ゲストのカメラは、プロカメラマンの邪魔?

ケーキカットをする新郎新婦にカメラを向ける女性ゲスト

披露宴の歓談中のこと。
ゲストが次々と高砂に集まってきて、新郎新婦とのおしゃべりを楽しんでいる。

そんな様子を撮っていた僕の前に、新婦のお父さんが立った。
お父さんは高砂の2人に向かって、少し遠慮がちに手を挙げながら声をかけた。

「こっちも(目線もらって)いいかな?」

座ったままの新婦の視線は、父親を通り越してその後ろにいる僕にとまる。
彼女はお父さんに視線を戻すと、こう言った。

「お父さん、カメラマンさんの邪魔になってるよ。プロにたくさん撮ってもらえばいいんだから、お父さんはそんなに頑張らなくていいの。」

それを聞いて、僕は少し複雑な気持ちになりました。
お父さんが気の毒というよりは、「新婦さんのその考えがもったいない」と思ったのです。

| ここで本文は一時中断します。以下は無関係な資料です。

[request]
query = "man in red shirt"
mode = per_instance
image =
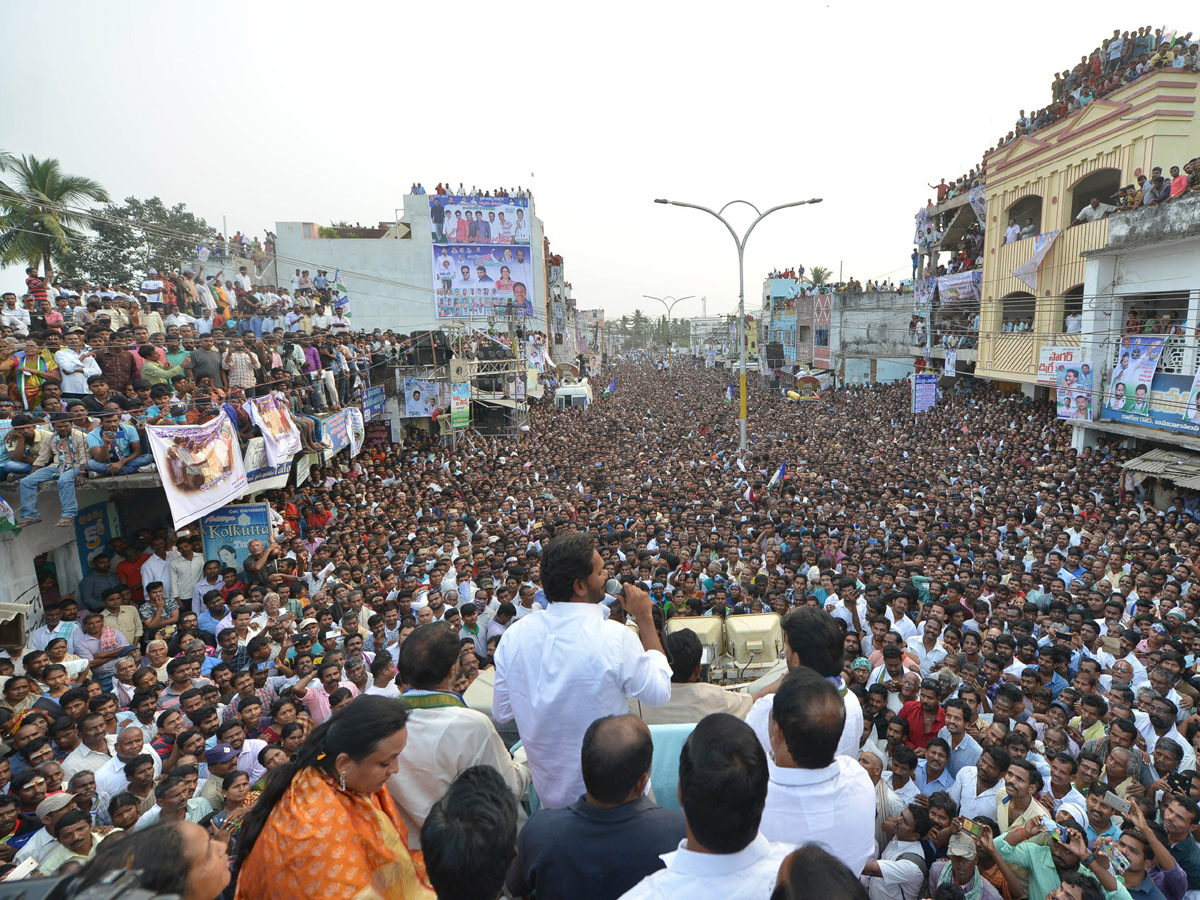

もしかしたら、お父さんが撮った写真の中のあなたは、いい笑顔ではないかもしれない。
「お父さん、早くしてよ」とでも言わんばかりの表情をしているかもしれない。

でも僕は、お父さんが撮ったそんな写真にも、特別な価値があると思うんです。

結婚式から長い時が経ち、元気で若々しかったはずのお父さんが少しずつ老いていることに気づいたときに、あなたは写真の中の自分を、どんな思いで見つめるのでしょうか。
そんな写真を撮ってくれたお父さんのことを、どんな風に思い出すのでしょうか。

写真は、そこに写っているものだけでなく、それを撮ってくれた人のことも思い出させる不思議な力をもっています。
そういう意味では、プロカメラマンはどうあがいてもご家族やお友達には敵わない。

プロカメラマンが撮る写真は、あなたが求めている写真です。
お父さんが撮る写真は、あなたが求めている写真ではないかもしれない。

それでも、たくさん撮ってもらうといいですよ。
鬱陶しければしかめっ面でもいいから。

お父さんだけでなく、たくさんのゲストが撮ってくれた写真を、いつまでも大切にとっておいてください。